For Aegineta, non-ulcerative tumors (under the skin, or thought to be inside an organ such as the uterus) were too dangerous and potentially too fatal to perform surgery. Thus, like Hippocrates and Galen, he turned to treatments focused on the expulsion of 'black bile' to treat these patients.

Later, the physicians who followed Hippocrates, Archigenes of Apamea and Galen continued to treat them based on the methods of their predecessors. They continued to believe that black bile was the cause of cancers (sometimes they used foul-smelling secretions from tumors to support this hypothesis), and sought different ways to improve this. advances in surgical techniques to remove tumors from different parts of the body.
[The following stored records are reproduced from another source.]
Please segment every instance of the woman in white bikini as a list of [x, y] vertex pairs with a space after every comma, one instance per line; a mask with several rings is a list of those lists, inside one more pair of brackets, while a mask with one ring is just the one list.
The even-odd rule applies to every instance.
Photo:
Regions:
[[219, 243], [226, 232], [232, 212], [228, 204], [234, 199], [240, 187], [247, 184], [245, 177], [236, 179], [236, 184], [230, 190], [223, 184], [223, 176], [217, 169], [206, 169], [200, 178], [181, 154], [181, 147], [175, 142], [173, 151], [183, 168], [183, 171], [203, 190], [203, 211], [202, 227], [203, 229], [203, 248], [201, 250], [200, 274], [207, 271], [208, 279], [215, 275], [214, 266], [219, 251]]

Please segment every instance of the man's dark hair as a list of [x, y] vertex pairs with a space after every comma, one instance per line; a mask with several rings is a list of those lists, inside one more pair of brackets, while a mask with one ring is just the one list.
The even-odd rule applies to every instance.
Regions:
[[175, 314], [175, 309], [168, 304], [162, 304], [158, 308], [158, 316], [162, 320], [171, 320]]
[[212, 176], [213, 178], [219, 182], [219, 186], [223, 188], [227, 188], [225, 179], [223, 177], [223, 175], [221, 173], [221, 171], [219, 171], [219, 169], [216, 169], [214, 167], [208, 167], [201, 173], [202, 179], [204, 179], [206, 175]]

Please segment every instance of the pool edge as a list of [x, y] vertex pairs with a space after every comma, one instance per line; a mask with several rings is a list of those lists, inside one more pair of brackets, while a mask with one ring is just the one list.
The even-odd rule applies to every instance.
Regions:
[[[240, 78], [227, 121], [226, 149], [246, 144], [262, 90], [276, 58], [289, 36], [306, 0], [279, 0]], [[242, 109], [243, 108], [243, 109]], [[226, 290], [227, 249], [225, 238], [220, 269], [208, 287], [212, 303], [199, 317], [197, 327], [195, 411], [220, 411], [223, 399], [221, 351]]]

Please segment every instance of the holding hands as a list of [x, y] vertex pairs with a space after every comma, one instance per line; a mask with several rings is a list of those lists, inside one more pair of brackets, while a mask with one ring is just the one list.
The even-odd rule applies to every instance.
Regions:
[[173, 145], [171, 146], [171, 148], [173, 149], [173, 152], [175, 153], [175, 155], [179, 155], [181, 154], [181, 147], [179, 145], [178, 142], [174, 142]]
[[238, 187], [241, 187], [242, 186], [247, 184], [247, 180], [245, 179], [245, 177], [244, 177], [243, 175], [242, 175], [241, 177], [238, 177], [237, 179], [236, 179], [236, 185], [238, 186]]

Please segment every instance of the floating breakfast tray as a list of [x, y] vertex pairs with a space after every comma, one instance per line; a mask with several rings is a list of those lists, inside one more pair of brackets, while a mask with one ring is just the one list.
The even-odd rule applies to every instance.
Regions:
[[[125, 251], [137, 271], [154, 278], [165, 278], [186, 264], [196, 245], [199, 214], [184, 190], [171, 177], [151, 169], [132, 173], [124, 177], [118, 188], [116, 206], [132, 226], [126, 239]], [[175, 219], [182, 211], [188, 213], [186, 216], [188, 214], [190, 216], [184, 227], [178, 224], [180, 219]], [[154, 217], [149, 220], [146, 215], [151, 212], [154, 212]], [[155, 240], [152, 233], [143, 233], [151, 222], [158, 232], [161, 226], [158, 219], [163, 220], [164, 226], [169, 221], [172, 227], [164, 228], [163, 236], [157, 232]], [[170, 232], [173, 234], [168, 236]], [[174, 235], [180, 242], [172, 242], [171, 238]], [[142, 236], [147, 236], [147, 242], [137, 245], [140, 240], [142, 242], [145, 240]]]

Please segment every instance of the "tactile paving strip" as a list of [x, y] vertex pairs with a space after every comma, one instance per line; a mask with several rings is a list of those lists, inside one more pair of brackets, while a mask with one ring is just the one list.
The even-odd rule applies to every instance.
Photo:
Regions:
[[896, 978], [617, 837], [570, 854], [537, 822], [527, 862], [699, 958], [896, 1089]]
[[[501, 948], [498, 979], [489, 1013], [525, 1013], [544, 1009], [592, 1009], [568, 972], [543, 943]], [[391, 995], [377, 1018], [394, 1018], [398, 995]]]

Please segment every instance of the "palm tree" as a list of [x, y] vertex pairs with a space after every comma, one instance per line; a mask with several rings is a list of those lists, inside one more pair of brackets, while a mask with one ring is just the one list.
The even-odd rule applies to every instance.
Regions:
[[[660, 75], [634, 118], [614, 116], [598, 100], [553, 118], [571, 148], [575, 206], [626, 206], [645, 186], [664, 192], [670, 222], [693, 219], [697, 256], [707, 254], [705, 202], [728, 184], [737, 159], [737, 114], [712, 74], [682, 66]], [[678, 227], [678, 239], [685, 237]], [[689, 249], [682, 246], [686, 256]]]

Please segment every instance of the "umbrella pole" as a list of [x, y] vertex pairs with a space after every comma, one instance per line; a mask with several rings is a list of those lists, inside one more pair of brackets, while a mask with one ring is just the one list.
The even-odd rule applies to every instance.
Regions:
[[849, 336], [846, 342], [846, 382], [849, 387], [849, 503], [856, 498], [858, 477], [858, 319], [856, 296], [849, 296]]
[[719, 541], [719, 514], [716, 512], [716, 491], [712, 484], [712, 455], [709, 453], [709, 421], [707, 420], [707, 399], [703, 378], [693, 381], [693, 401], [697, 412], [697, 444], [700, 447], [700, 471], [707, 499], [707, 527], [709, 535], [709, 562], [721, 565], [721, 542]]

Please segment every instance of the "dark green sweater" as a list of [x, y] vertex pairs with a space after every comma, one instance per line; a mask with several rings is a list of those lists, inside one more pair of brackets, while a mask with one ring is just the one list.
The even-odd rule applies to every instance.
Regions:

But in general, most ancient surgeries only dealt with tumors that were visible to the naked eye. With the medical level at that time, surgery deeper than this was too dangerous and had a high mortality rate. It was not until the last few centuries that more advanced cancer treatments appeared.

Fortunately, thanks to scanning equipment and sampling techniques, modern medicine is capable of accurately diagnosing tumors in all parts of the body, and in most cases can give intervention measures.